RHEL では、LUKS 暗号化のデフォルト形式は LUKS2 です。従来の LUKS1 形式は、完全にサポートされ、以前の RHEL リリースと互換性のある形式として提供されます。

LUKS2 形式は、今後も、バイナリー構造を変更することなく、さまざまな要素を更新できるように設計されています。LUKS2 は、内部的にメタデータに JSON テキスト形式を使用し、メタデータの冗長性を提供し、メタデータの破損を検出し、メタデータコピーからの自動修正を可能にします。

重要

LUKS1 にのみ対応する以前のシステムとの互換性を必要とするシステムでは、LUKS2 を使用しないでください。RHEL 7 は、バージョン 7.6 以降の LUKS2 形式に対応していることに注意してください。

警告

LUKS2 および LUKS1 は、異なるコマンドを使用してディスクを暗号化します。LUKS バージョンに誤ったコマンドを使用すると、データが失われる可能性があります。

LUKS バージョン暗号化コマンド

LUKS2

cryptsetup reencrypt

LUKS1

cryptsetup-reencrypt

オンラインの再暗号化

LUKS2 形式は、デバイスが使用中の間に、暗号化したデバイスの再暗号化に対応します。たとえば、以下のタスクを実行するにあたり、デバイスでファイルシステムをアンマウントする必要はありません。

  • ボリュームキーの変更
  • 暗号化アルゴリズムの変更

暗号化されていないデバイスを暗号化する場合は、ファイルシステムのマウントを解除する必要があります。暗号化の短い初期化後にファイルシステムを再マウントできます。

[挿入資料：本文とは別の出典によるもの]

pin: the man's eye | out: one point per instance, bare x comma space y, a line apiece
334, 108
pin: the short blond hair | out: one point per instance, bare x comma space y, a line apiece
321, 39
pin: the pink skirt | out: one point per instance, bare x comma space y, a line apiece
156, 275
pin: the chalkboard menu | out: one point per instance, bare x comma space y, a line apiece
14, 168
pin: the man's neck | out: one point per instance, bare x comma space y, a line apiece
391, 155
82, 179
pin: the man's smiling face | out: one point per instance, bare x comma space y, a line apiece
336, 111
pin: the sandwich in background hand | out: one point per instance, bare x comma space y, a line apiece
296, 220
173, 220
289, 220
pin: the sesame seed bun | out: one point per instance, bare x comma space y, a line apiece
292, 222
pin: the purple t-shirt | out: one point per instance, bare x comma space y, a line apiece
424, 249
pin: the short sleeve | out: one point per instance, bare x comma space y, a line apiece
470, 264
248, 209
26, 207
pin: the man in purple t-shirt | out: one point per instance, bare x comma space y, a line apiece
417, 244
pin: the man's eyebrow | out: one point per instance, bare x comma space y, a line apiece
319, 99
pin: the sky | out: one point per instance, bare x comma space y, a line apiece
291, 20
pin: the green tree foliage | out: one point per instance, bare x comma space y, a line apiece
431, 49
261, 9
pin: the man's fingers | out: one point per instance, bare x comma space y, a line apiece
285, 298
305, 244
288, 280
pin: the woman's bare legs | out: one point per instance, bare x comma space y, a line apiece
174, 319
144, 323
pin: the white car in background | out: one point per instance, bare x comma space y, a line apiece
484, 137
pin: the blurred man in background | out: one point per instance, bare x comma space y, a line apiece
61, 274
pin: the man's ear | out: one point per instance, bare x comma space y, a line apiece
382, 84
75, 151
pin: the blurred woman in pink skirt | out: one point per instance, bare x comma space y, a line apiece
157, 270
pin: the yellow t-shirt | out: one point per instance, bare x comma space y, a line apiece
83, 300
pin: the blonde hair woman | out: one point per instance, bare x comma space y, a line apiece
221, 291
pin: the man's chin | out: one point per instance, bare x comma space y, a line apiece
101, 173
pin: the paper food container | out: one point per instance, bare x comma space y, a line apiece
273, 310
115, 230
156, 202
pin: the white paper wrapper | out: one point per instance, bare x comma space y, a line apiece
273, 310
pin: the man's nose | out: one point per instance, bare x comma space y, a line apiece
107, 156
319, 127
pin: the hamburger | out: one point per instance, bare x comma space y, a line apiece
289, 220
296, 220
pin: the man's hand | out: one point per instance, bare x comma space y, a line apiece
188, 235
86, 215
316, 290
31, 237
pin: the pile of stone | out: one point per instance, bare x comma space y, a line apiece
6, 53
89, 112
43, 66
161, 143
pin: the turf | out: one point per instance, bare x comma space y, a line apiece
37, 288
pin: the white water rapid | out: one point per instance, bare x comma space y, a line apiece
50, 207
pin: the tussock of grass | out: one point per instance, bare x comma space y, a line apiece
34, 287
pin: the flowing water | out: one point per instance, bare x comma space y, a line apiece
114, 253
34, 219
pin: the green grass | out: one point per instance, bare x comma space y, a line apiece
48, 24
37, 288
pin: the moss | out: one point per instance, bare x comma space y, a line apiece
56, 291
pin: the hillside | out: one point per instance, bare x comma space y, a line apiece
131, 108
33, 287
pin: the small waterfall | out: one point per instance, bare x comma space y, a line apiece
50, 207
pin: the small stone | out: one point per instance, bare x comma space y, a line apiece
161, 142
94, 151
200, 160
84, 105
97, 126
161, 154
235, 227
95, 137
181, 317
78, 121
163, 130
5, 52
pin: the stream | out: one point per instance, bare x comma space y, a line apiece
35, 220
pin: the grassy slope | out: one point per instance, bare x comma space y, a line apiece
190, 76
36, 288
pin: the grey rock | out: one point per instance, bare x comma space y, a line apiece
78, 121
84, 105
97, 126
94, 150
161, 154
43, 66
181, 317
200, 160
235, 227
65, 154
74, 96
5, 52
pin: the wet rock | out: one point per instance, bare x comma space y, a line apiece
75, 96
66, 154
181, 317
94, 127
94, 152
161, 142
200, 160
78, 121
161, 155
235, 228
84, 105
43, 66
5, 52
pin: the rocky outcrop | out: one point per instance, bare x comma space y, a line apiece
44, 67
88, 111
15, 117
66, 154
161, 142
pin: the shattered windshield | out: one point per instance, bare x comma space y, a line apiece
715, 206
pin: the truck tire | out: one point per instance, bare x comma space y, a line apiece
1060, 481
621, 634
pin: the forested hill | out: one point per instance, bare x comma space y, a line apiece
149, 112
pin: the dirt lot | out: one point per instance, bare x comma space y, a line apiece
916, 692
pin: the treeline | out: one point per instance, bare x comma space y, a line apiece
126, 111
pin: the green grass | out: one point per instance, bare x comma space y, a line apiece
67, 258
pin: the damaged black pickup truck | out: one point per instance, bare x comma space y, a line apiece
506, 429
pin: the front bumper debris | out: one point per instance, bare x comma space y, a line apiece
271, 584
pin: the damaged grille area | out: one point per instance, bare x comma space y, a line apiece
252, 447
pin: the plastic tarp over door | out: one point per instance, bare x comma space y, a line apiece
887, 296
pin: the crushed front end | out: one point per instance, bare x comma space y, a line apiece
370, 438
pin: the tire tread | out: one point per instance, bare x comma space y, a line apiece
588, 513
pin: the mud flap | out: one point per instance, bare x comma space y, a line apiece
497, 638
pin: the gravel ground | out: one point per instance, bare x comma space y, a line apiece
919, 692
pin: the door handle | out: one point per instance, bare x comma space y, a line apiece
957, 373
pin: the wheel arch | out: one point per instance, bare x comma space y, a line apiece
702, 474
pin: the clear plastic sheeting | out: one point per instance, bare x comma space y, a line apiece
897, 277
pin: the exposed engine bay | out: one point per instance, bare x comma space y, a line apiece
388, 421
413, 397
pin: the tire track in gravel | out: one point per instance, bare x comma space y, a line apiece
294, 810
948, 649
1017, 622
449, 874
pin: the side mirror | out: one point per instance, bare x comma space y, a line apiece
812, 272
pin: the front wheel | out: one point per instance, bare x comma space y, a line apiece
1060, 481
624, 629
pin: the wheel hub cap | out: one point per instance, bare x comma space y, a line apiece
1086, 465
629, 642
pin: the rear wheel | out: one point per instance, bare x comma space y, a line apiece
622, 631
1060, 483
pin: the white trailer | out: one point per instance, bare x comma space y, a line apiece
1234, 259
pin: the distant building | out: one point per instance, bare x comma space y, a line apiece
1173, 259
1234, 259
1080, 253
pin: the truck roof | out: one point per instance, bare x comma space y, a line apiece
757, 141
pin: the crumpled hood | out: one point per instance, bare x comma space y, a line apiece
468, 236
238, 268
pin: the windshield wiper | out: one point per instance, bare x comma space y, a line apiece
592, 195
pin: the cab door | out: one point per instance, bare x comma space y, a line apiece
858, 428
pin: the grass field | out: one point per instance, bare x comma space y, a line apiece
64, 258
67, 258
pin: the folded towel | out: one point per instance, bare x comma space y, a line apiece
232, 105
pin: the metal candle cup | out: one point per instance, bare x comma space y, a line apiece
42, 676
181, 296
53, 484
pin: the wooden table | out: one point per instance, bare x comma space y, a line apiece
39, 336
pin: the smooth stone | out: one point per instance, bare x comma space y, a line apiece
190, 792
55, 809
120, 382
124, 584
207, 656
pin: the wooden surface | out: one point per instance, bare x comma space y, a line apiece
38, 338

LUKS1 形式は、オンライン再暗号化に対応していません。

変換

LUKS2 形式は、LUKS1 により提供されます。特定の状況では、LUKS1 を LUKS2 に変換できます。具体的には、以下のシナリオでは変換ができません。

  • LUKS1 デバイスが、Policy-Based Decryption (PBD - Clevis) ソリューションにより使用されているとマークされている。cryptsetup ツールは、luksmeta メタデータが検出されると、そのデバイスを変換することを拒否します。
  • デバイスがアクティブになっている。デバイスが非アクティブ状態でなければ、変換することはできません。